I was thinking of getting another big 4 footer (same size as current tank), but am thinking that the next one might have to be a 6 foot tank :wink:


----------



## NZSIC'S (Apr 30, 2013)

BillD said:


> Some nice looking fish. Why isn't the tank full?


ohh... I guess you mean the water in the tank!

It's because of the stand/coffee table it's on.. I had to reinforce it (will replace it in the long term), and just don't want to push my luck.


----------



## NZSIC'S (Apr 30, 2013)

Looking at pictures of others.. 75 gallon tanks. I now think that my tank could be 125 gallons? Sorry I don't have dimensions.

Anyone care to take an educated guess.. from the two tank pic's

Thanks..


----------



## apollo240 (May 16, 2013)

I like it! Beautiful fish


----------



## NZSIC'S (Apr 30, 2013)

Thanks.. tank did not have enough filtration at the time,i've since had to double it! also add lots of airation a power pump and removed the gravel.


----------



## Brentt700 (Mar 14, 2013)

I miss my Tiger Oscars! Back in the early nineties I had a Seaclear acrylic 100 gallon tank with assorted SA cichlids in it including a Jack Dempsey (almost show quality), a Nicaraguan male, a Firemouth, and a few more including a Black-belt cichlid. The Oscars were by far my favorite. They would eat right from my hand without a second thought about being scared and they had personalities like puppy dogs almost. Now I keep African cichlids as they don't grow as large as SA cichlids do and they have a different style of body and colors. But...I do miss keeping SA cichlids. Nice tank and fish you have.


----------



## NZSIC'S (Apr 30, 2013)

Thanks for the comments..

Tank is looking a bit cleaner now.. no substrate.. also more filtration, aeration and water flow! Fish are also growing.. will take some more pics when I'm happy with tank setup and fish have grown a bit more!

*Question to anyone ??*

I have a pair of Clown Loaches that I use as 'Target' fish...
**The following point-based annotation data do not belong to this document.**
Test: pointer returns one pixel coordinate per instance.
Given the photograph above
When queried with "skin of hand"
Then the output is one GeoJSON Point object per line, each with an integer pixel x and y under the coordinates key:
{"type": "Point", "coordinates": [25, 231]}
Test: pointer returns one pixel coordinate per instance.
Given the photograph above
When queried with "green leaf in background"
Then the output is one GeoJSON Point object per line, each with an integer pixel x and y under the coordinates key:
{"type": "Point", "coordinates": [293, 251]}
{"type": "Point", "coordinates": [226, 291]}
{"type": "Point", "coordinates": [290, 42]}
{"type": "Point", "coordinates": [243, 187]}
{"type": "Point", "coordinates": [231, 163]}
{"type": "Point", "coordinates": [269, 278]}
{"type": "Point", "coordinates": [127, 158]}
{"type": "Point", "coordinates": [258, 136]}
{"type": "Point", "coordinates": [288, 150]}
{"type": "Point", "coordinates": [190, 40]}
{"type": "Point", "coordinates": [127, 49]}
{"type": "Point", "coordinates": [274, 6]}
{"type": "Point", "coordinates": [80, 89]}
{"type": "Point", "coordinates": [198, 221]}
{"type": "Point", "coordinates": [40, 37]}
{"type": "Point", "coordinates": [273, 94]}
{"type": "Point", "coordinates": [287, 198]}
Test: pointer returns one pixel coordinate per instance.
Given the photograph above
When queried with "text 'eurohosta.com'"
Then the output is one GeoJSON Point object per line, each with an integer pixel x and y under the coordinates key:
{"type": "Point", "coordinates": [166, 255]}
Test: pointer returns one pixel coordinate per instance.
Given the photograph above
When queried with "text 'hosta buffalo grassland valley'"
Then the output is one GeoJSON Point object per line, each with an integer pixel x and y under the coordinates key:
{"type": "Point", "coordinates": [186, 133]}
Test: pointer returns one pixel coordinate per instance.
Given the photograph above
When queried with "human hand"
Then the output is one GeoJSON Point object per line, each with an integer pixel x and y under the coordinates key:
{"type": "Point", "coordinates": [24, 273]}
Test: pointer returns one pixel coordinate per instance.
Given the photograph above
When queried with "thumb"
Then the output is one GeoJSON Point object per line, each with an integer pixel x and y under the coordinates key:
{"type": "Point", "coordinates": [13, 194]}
I want to get some 'Dithers' (x3)... what would you recommend as a good dither fish?


----------



## NZSIC'S (Apr 30, 2013)

So I got 3x Congo Tetra's (not small).. 1x male, 2x female (also got a UV water purifier.. really does make the water crystal!)
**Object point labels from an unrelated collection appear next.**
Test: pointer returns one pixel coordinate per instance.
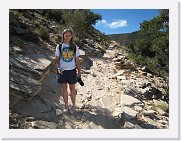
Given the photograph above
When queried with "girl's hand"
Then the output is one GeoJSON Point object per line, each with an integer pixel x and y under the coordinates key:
{"type": "Point", "coordinates": [60, 71]}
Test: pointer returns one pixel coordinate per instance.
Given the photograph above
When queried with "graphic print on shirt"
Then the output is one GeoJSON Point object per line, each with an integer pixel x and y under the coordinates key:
{"type": "Point", "coordinates": [67, 54]}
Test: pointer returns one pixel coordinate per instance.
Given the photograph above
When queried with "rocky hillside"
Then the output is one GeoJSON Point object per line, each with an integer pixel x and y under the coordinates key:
{"type": "Point", "coordinates": [118, 94]}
Put them in the tank, went out to lunch and came back to find one of the females floating on the surface missing her head! The remaining male and female both died of stress related issues less then 24 hours later.

Don't think my Oscar will tolerate any dither type fish that swim in the middle/top of tank.. Might try putting them in a grow out tank for a few months first.. but don't like my chances.


----------



## Fogelhund (Dec 3, 2002)

If you measure the dimensions of the tank, we could tell you the size.

The tetras aren't the fastest dithers, so no surprise that one got pegged off. If you make further attempts to add in dithers (not really necessary IMO), I would try Giant Danios.

I also wonder for how long the EBJD will survive with these other fish, as it isn't unusual for them to get picked on in such mixed tanks. Keep an eye on how it is doing.


----------



## NZSIC'S (Apr 30, 2013)

Fogelhund said:


> If you measure the dimensions of the tank, we could tell you the size.
> 
> The tetras aren't the fastest dithers, so no surprise that one got pegged off. If you make further attempts to add in dithers (not really necessary IMO), I would try Giant Danios.
> 
> I also wonder for how long the EBJD will survive with these other fish, as it isn't unusual for them to get picked on in such mixed tanks. Keep an eye on how it is doing.


Thanks for the comments..

Hahah.. I'll try the Giant Danios.

The EBJD is not the one that's getting picked on... although it is the smallest! It's more aggressive then the firemouth who has the roughest time. He's actually a lot harder then I thought he would be.


----------



## NZSIC'S (Apr 30, 2013)

Here some new pic's...

2x Filter outlets and 1x UV Purifier outlet









Oscar

















Severum









Firemouth









EBJD


----------